The State having vested the company with power to issue these bonds, and with authority to pledge these lands as security for their final redemption, and the company having so pledged them, having made such contracts with the holders of their bonds, the State is bound, in justice, to take no step which shall in any way endanger the validity of these bonds, or lessen their value, which would be the result, should the trustees sell these lands for two dollars per acre. These bonds, amounting, it is understood, to about three millions of dollars, mature in 1875, and the lands remaining unsold do not much exceed three hundred thousand acres, and with the railroad property also pledged, are the sole security. Is it just or fair, or in conformity with the contract between the State and the company, in which the bondholders have so large an interest, to depreciate a large part of the securities so greatly as a forced sale at public auction at two dollars per acre would do? Before this is done, it would seem but fair that the bondholders should be heard.
The only possible interest the State can have in these lands, and their speedy sale and conveyance, is, to bring them under the taxing power, from which they are exempt “until sold and conveyed by the corporation or trustees.”
It has been a very general belief that, since the act of 1854, permitting the lands to be sold on a credit, the company, by collusion with purchasers, have consented a small portion of the purchase money shall be withheld, and no conveyance made, so as to continue the exemption, for that act expressly provides, that no conveyance of the title of any such lands shall be made until the whole purchase money agreed to be paid therefor shall be made, either in cash or the bonds of the company at par.
If such a practice has obtained, the corporation have acted toward the State in bad faith. A bill in chancery, properly framed, on behalf of the people, would bring all such transactions to light, and full power would be exercised by a court of chancery to prevent them in future, and to compel the corporation to call in the deferred payments, to execute conveyances, and close the transactions, and in this way the lands become subject to taxation.
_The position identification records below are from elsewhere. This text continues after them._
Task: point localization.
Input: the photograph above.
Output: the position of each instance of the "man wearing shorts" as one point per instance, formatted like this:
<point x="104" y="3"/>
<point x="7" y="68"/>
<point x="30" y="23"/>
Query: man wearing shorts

Compelling a sale at public auction for two dollars per acre, can not have this effect on past transactions, and will result in but trifling benefit to the people, whilst it jeopards very materially the security pledged to the bondholders, and violates the contract made with the State, as manifested by the act of February 28, 1854, with the railroad company.
These being our views, we are of opinion a peremptory mandamus ought not to issue.
Mandamus denied.
Dissenting Opinion
dissents.
Mr. Justice Craig : I do not concur in the decision of this cause.